The silence wasn't tense. I was getting a better look at her as the eyes adjusted. The hair hanging down over her face didn't quite cover the bruises around her eye, the way she sat was stiffer than natural. She looked thin and fine as porcelain; the kind that breaks easy but still looks good, even when it's cracked and missing a few pieces.

"Did you two...share any interests?"

"He was my husband." Her eyes never looked past the end of her cigarillo.

"What I mean is, could he have conjured it himself?"

She shrugged, noncommital.

"Some guys, they hit a woman - " she stopped breathing for a moment, then exhaled " - they find it hard to live with themselves. Hate themselves."

"He only ever loved himself." she said, eyes flashing - and they really did flash too, I saw. Big dark eyes, the kind that bug out just a little when they get angry, as the crazy creeps in around the edges, pupils dilated in the dark.
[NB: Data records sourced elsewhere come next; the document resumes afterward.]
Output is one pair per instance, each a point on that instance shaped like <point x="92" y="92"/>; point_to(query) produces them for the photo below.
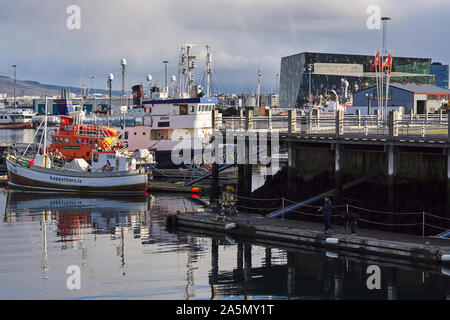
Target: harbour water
<point x="122" y="249"/>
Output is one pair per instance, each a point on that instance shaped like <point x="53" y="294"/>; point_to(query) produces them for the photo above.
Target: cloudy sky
<point x="242" y="34"/>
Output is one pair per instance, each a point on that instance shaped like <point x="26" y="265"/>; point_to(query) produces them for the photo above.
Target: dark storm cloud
<point x="242" y="35"/>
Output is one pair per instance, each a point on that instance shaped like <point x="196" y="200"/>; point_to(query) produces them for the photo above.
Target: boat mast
<point x="208" y="69"/>
<point x="181" y="73"/>
<point x="191" y="66"/>
<point x="45" y="128"/>
<point x="258" y="90"/>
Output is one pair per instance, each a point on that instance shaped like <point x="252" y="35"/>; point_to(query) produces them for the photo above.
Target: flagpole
<point x="378" y="88"/>
<point x="388" y="77"/>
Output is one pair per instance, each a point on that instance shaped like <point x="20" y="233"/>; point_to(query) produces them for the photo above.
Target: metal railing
<point x="366" y="125"/>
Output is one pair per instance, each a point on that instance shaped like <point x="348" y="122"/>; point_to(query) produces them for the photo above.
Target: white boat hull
<point x="39" y="178"/>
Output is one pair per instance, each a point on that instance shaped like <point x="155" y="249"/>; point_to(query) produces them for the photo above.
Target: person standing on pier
<point x="326" y="211"/>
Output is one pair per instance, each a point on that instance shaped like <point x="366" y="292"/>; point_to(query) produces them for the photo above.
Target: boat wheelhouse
<point x="15" y="118"/>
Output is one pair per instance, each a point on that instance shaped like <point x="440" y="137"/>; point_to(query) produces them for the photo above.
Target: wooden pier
<point x="300" y="233"/>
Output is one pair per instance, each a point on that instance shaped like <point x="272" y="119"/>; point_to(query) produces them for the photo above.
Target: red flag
<point x="376" y="62"/>
<point x="386" y="62"/>
<point x="390" y="64"/>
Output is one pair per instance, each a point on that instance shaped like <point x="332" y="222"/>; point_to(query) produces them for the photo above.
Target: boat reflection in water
<point x="125" y="252"/>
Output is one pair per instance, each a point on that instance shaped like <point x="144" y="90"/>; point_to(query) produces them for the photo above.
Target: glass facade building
<point x="440" y="71"/>
<point x="334" y="68"/>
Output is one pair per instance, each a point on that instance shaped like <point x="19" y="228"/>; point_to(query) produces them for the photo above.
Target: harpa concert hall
<point x="344" y="73"/>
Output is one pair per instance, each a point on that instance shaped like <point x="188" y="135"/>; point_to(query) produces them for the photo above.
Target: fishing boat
<point x="112" y="169"/>
<point x="15" y="118"/>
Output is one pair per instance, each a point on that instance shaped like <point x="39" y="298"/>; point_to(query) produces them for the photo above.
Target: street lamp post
<point x="384" y="20"/>
<point x="110" y="79"/>
<point x="166" y="88"/>
<point x="14" y="66"/>
<point x="309" y="92"/>
<point x="149" y="80"/>
<point x="369" y="97"/>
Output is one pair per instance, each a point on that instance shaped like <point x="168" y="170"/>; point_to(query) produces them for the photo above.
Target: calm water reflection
<point x="125" y="252"/>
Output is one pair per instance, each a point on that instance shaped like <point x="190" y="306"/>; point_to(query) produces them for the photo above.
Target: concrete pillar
<point x="339" y="123"/>
<point x="291" y="170"/>
<point x="292" y="121"/>
<point x="391" y="183"/>
<point x="393" y="125"/>
<point x="291" y="155"/>
<point x="214" y="260"/>
<point x="245" y="173"/>
<point x="240" y="256"/>
<point x="391" y="279"/>
<point x="268" y="259"/>
<point x="338" y="163"/>
<point x="291" y="273"/>
<point x="249" y="120"/>
<point x="391" y="161"/>
<point x="247" y="262"/>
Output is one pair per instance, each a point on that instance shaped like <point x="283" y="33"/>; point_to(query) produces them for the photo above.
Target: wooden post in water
<point x="249" y="120"/>
<point x="339" y="123"/>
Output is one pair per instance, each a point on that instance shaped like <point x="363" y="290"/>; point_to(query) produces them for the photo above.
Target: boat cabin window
<point x="183" y="110"/>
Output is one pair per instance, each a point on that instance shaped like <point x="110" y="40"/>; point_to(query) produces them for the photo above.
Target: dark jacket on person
<point x="326" y="209"/>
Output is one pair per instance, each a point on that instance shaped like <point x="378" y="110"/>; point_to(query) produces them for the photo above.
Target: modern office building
<point x="440" y="71"/>
<point x="404" y="98"/>
<point x="343" y="73"/>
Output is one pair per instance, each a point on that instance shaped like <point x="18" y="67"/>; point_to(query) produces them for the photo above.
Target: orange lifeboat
<point x="78" y="141"/>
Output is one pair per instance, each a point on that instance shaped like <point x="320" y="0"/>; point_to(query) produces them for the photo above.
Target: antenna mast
<point x="258" y="90"/>
<point x="208" y="69"/>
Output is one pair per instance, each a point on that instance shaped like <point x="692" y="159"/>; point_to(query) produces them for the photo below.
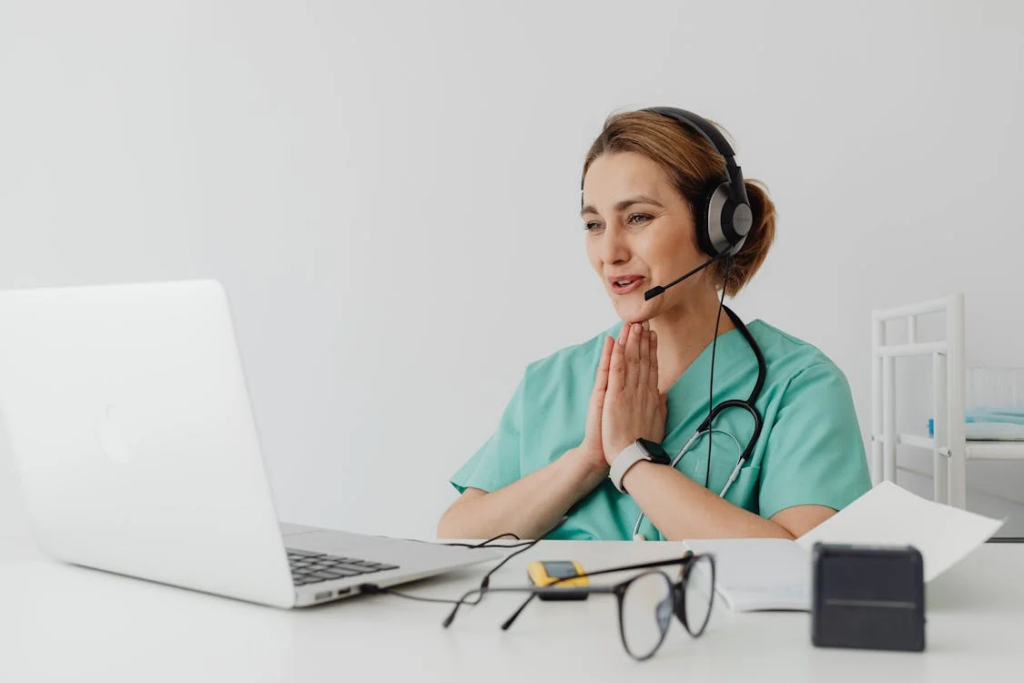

"I'll need a statement, downtown." I said at last.

She looked at me then, and her face was a broken-doll mask, too much concentration to hide the pain any more. My wrist tickled, then burned as the rune flared - and died, as she released whatever she was holding, the smoke elemental slipping out through her lips, her nostrils. She looked up and grinned another crooked smile.

"Mind if I smoke?"

"Be my guest."

There was a little shrine on the corner, an altar to no particular god and devoid of offerings. I pulled what was left of the pack from my pocket, stuck them upright in the sand and lit them, one by one, like incense. She watched me mumble the prayers that the smoke would carry up to heaven, for hungry saints and smoke-stained angels to savor.